Bilobalide Enhances AMPK Activity to Improve Liver Injury and Metabolic Disorders in STZ-Induced Diabetes in Immature Rats via Regulating HMGB1/TLR4/NF-κB Signaling Pathway
This study was aimed at examining the effect and underlying mechanisms of bilobalide (BB) on hepatic injury in streptozotocin- (STZ-) induced diabetes mellitus (DM) in immature rats. Immature rats (one day old) were randomly divided into five groups: group I, control nondiabetic rats; group II, STZ-induced, untreated diabetic rats; groups III/IV/V, STZ-induced and BB-treated diabetic rats, which were intraperitoneally injected with BB (2.5 mg/kg, 5 mg/kg, or 10 mg/kg) after 3 days followed by STZ treatment.
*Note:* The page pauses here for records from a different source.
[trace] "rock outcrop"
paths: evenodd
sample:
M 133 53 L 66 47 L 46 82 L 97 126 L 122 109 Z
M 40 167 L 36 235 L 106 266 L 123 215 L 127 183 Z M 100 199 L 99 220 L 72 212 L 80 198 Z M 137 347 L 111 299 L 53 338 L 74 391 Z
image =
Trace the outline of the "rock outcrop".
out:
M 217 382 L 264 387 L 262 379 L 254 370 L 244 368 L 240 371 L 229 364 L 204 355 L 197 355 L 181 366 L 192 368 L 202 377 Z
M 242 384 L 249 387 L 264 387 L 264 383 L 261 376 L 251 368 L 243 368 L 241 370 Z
We observed that BB improved the histopathological changes and maintained normal glucose metabolism, blood lipid, and liver function indicators, such as fasting blood glucose, obesity index, HbA1c, HOMA-IR, fast serum insulin, adiponectin, total cholesterol (TC), triglyceride (TG), high-density lipoprotein (HDL), low-density lipoprotein (LDL), aspartate transaminase (AST), and alanine transaminase (ALT) in STZ-induced DM in immature rats by a biochemical analyzer or ELISA. Meanwhile, Western blot analysis showed that in STZ-induced DM immature rats, BB decreased the expression of apoptosis-related proteins Bax, cleaved caspase-3, and cleaved caspase-9 while enhancing the Bcl-2 expression; BB downregulated the expression of ACC related to fat anabolism, while upregulating the expression of CPT-1 related to fat catabolism. Strikingly, treatment with BB significantly increased the expression of AMPKα1 as well as inhibited HMGB1, TLR4, and p-P65 expression in hepatic tissues of immature DM rats. AMPK inhibitor (compound C, CC) cotreated with BB undermined the protective effect of BB on the liver injury. The results of the present study suggested BB may have a significant role in alleviating liver damage in the STZ-induced immature DM rats.